Distributeur éthique et fondateur de Terroirs de Bouches à Oreilles, Paul-Henry Millet n’en dit pas moins : « La boucherie est un milieu complexe. Il y a, pour schématiser, deux types de bouchers : le bon boucher et le boucher. Pour les bovins, il y a celui qui travaille avec les éleveurs et celui qui ne travaille qu’avec les abattoirs. Et les abattoirs sont détenus par le groupe Bigard à plus de 90 %. Ils ont absolument tout racheté. Cette entreprise tient le monde du bovin entre ces mains, et par conséquent les cours des prix. À Rungis, il ne reste plus qu’un seul atelier de viande qui n’appartienne pas au groupe Bigard ».
Il n’est donc pas rentable pour un éleveur d’engraisser ses bêtes
Cette situation monopolistique a des conséquences pour les éleveurs, devenus dépendants de Bigard, Paul-Henry Millet ajoutant que « Bigard achète les bêtes au même prix en viande maigre qu’en viande grasse. Il n’est donc pas rentable pour un éleveur d’engraisser ses bêtes. Au lieu de perdre du temps et de l’argent, ces derniers vendent donc sur pieds de jeunes bovins et des vaches qui partent pour l’engraissement en Italie ou en Espagne.
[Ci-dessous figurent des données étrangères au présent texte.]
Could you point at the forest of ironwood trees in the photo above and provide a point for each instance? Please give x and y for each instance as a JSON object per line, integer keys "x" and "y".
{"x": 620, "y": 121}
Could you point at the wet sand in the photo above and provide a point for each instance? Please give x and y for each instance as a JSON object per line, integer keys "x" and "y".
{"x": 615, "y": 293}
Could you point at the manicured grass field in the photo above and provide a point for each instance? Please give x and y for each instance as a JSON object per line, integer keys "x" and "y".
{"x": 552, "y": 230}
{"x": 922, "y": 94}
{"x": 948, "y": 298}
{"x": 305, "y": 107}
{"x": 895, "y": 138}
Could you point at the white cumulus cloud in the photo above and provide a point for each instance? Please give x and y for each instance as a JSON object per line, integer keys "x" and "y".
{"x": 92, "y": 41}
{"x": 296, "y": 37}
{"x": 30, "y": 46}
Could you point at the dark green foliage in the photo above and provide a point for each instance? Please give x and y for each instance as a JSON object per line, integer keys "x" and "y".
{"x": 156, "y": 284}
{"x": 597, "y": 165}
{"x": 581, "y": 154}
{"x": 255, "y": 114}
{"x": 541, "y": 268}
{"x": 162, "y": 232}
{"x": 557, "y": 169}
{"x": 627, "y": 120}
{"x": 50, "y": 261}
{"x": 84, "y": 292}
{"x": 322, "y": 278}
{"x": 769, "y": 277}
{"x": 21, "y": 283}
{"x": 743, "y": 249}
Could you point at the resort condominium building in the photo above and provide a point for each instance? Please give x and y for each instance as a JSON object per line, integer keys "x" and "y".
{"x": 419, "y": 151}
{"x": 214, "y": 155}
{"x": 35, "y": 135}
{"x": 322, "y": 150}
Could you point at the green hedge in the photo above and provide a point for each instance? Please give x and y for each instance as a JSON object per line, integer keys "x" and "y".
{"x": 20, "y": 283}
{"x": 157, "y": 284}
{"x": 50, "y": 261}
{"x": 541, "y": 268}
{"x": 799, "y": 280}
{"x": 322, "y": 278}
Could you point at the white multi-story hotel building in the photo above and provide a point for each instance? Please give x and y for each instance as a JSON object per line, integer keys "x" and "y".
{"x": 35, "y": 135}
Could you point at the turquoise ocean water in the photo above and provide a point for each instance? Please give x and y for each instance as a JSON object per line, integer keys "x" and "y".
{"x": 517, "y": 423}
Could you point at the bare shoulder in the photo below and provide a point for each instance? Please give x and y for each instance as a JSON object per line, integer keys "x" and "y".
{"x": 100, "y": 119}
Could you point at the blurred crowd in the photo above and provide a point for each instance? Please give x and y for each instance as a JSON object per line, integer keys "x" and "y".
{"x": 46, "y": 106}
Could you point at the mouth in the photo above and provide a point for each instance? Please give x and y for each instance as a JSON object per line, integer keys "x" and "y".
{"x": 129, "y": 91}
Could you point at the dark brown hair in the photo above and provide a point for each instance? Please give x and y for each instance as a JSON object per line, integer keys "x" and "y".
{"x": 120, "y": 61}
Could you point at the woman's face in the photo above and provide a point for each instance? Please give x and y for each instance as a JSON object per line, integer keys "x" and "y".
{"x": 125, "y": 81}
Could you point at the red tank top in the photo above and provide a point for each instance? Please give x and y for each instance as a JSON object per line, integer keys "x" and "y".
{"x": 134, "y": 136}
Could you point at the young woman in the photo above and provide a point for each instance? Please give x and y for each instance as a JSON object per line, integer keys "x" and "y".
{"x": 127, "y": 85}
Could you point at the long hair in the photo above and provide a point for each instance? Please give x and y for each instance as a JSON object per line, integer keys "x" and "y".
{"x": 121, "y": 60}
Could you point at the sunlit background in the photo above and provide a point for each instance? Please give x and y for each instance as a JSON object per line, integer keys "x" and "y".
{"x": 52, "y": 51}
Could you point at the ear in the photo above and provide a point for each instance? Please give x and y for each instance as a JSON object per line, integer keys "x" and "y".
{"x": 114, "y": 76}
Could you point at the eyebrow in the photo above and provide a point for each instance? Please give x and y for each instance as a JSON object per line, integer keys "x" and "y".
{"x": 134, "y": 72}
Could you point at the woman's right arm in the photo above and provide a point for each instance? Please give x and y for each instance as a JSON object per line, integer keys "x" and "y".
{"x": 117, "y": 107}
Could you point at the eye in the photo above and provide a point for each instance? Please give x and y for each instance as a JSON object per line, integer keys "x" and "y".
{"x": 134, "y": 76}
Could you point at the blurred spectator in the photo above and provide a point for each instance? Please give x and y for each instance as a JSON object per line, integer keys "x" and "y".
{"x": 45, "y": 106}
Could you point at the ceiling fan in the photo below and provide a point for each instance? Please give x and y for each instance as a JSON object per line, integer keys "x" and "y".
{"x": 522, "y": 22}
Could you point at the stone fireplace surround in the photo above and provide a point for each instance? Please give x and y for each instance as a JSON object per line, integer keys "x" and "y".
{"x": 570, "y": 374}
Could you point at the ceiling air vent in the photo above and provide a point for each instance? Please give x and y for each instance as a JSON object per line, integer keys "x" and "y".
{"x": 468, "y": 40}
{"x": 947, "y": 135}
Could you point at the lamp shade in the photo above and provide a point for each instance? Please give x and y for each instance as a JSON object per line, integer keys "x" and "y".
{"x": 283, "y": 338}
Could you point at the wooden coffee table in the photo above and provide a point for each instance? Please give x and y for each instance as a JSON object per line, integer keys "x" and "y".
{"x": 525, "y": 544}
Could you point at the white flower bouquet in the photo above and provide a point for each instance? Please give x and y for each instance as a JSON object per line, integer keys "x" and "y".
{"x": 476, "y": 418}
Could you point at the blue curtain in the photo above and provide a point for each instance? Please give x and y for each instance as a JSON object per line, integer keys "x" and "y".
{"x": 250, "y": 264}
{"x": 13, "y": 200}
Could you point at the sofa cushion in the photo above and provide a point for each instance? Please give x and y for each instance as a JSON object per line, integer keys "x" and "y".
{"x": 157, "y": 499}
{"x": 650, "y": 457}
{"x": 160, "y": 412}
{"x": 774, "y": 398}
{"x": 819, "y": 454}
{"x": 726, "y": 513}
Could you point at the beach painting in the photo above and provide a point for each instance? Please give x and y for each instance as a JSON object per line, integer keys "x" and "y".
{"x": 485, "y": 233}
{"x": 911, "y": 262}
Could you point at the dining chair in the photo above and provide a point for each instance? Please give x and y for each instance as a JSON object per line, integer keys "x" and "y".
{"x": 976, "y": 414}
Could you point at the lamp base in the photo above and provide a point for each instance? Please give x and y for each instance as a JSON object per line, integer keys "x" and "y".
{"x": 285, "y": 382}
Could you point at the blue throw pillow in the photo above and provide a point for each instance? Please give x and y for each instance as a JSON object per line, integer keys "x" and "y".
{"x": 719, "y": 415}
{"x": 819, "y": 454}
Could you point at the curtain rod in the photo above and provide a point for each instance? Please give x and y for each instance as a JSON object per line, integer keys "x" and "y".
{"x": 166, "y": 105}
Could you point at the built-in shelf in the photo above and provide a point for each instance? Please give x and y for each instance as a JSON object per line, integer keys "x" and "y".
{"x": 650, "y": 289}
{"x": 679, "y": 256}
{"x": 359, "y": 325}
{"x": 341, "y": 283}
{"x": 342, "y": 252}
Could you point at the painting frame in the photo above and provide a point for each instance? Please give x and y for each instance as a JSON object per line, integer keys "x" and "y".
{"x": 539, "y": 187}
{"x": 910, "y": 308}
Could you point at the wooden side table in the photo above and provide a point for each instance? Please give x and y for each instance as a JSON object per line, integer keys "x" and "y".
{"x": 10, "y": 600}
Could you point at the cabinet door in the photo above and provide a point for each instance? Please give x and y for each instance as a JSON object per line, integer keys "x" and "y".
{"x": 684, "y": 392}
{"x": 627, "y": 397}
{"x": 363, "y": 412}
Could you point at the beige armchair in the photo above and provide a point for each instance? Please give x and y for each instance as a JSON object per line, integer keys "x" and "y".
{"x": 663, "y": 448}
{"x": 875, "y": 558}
On ne sait d’ailleurs pas ce qui se passe là-bas, personne n’a jamais pu filmer. Derrière, elles reviennent en France pour être abattues et bénéficier d’un pour le moins trompeur label VBF (viande bovine française). C’est un sujet sensible, voire tabou, car en faisant péter ce système, on mettrait sur la paille beaucoup d’éleveurs qui ne savent pas faire un travail complet à tous les bouts de la chaîne, ou alors il leur faudrait quatre journées en une ».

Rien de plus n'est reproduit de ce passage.